Since cells prohibit entry to large molecules like DNA, unique delivery and formulation technologies must be fine-tuned to optimize the transfection and delivery of DNA vaccines.
“Technologies for delivering DNA vaccines include liposomes, polymers, or electroporation,” noted Magda Marquet, Ph.D., co-founder and co-chairperson of Althea Technologies. “However, these methods are often cumbersome for patients to receive, and present difficulties in manufacturing and scale up.”
Althea is pursuing complex formulations, such as polymers and liposomes, to overcome the obstacle of DNA vaccine delivery by delivering DNA directly to cells. Some formulations have challenging requirements.
Dr. Marquet cited one case in which aseptic processing was required throughout the formulation since product could not be sterile filtered prior to filling. “Althea successfully scaled up the process and brought in GMP formulation equipment that allowed the liposomal complex to be processed aseptically and filled into vials,” she explained.
Martin Schleef, Ph.D., CEO of the PlasmidFactory, echoed Chambers’ concerns over the high standard of purity required of DNA for delivery in humans, and cited a recent study (Woodell et al., J. Gene Med), which demonstrated that chromosomal bacterial DNA, which is typically present in kit-grade plasmid DNA preparations, is a significant contaminant leading to low efficacy and severe toxic effects.

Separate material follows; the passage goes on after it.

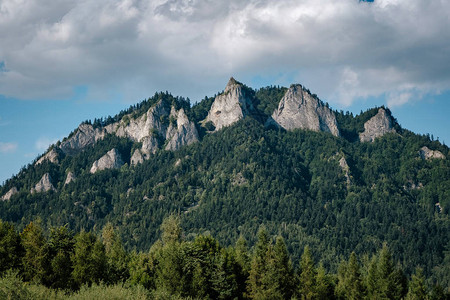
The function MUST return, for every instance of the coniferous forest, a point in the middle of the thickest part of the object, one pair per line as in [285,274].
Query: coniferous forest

“We have developed a manufacturing technology to avoid such contamination,” said Dr. Schleef. In addition, he highlighted plasmid topology as an important parameter in determining transfection efficiency. Covalently closed circular (ccc), or supercoiled, DNA adopts a compact form due to internal tensions in the DNA molecule that is optimal for transfection efficiency.
“Ideally the proportion of ccc-DNA in the preparation should be 95% or higher,” said Dr. Schleef, “and we use a manufacturing technology to obtain pure preparations of this form.”
PlasmidFactory has also developed a capillary gel electrophoresis-based analytical tool to quantify the major plasmid topologies in a given plasmid preparation, namely ccc-DNA, oc (open circular)-DNA, and linear DNA. In addition to fine-tuning the conformation of DNA for transfection, stripping plasmids of genes encoding resistance to antibiotics or other selection markers is an important step for preparing DNA for transfection.
“We have designed strategies to remove such genes from the bacterial backbone of the plasmids used, in addition to the origin of replication, resulting in a simply circular and extremely small DNA for vaccination, the minicircle,” said Dr. Schleef.
According to Dr. Schleef, PlasmidFactory has obtained all relevant patents for this technology and supplies researchers in gene therapy and DNA vaccination worldwide with this safe, nonviral vector. PlasmidFactory is also tackling the issue of scaling of plasmid preparations to the amounts required for more demanding applications, e.g., large clinical trials.
“We are developing technologies for ultra-large scale production of plasmid DNA (e.g., kg scale) by use of fed-batch and large scale lysis to obtain pure ccc-plasmid-DNA,” he said.